雑魚寝祭といへば、前に挙げた京都市外大原村の江文神社のそれが、先づ第一に指を屈せらるるほどに有名であつて、井原西鶴の一代男には、挿絵まで記載されてゐる。

併しながら、此の種の祭は各地に亘り殆ど数へきれぬほど沢山ある。ここに主なるものを記すと、山形県東村山郡山寺は、慧覚大師の開基した巨刹であるが、毎年旧七夕の夜には、多数の男女が登山して雑魚寝をする。古い記録に、此の夜の有様を、「新旧讖を分たず、両性年を問はず」と述べてゐる ので、その夜の雑沓が偲ばれる。

福島県南会津郡長江行大字湯野上の氏神祭には、附近男女の信徒が数百人集り、氏神のお取持と称して雑魚寝をする。氏神祭の夜にお取持とて、結婚式の真似をする村は他にも存してゐるが、それを書き始めると筆路が脱線するので差控へる。

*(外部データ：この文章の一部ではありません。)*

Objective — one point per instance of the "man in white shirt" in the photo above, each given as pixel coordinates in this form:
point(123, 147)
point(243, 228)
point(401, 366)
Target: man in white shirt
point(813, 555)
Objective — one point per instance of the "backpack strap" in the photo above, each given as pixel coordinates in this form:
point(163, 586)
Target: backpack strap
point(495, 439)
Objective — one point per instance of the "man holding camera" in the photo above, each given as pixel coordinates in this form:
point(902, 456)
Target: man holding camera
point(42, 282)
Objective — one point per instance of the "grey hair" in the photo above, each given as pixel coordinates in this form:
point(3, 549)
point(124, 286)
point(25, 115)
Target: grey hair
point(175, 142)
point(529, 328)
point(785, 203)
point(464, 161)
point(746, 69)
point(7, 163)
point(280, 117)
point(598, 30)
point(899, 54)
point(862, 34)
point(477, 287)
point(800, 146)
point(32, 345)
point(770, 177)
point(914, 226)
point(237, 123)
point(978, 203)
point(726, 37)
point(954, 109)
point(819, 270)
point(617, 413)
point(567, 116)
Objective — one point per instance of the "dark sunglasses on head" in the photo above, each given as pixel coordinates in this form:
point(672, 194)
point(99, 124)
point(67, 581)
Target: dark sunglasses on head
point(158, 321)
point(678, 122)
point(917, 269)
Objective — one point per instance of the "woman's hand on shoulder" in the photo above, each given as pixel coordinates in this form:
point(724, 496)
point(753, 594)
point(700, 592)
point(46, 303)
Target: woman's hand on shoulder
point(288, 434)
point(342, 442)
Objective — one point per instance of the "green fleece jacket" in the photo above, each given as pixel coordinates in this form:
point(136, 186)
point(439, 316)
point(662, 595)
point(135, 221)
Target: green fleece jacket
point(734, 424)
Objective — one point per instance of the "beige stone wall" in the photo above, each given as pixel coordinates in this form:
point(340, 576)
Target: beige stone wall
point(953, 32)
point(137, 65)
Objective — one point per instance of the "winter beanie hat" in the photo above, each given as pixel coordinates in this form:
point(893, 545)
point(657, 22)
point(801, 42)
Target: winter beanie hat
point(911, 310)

栃木県栃木町に近い太平山神社では、旧八朔の夜に、参詣人が社殿にお籠りして一夜を明すが、往往風紀を紊すので警察署で厳重に取締り、近年は漸く跡を絶つ様になつた。長野県諏訪郡豊平行の山寺区に八幡社がある。毎年祭礼の夜に、男女が社殿に泊り込み良縁を祈る。

石川県珠洲郡三崎町大字寺家の三崎神社でも、例年八月十五日の祭の夜に雑魚寝が行はれるが、此の夜は近村は言ふまでもなく、十数里四方の信者が集り殷賑を極めるさうである。神戸市外の駒林村に雑魚寝堂(今では枕寺と称す)と云ふがあるが、寺ではない。これは同村未婚の男女が節分の夜に集り、ここに雑魚寝して夫婦の縁を求めたものである。兵庫県飾磨郡穴瀬村の氏神社でも、昔は祭の夜は拝殿の戸を閉ぢて男女の雑魚寝があつた。まだかうした類例は夥しきまで存してゐる。

それではかくの如き祭儀が、何のために起つたかと云ふに、是は神判成婚の意であつて、即ち神慮に問うて、配偶者を定める方法なのである。茨城県の鹿島神社で、昔は未婚の男女の名を紙に記して帯に附け、その帯を神前に下げて神官が祈祷し、帯の合うた者を夫婦としたもので、世にこれを常陸帯の祭と云ふが、これなども同じく神意によつて良縁を極めた神判成婚の一種である。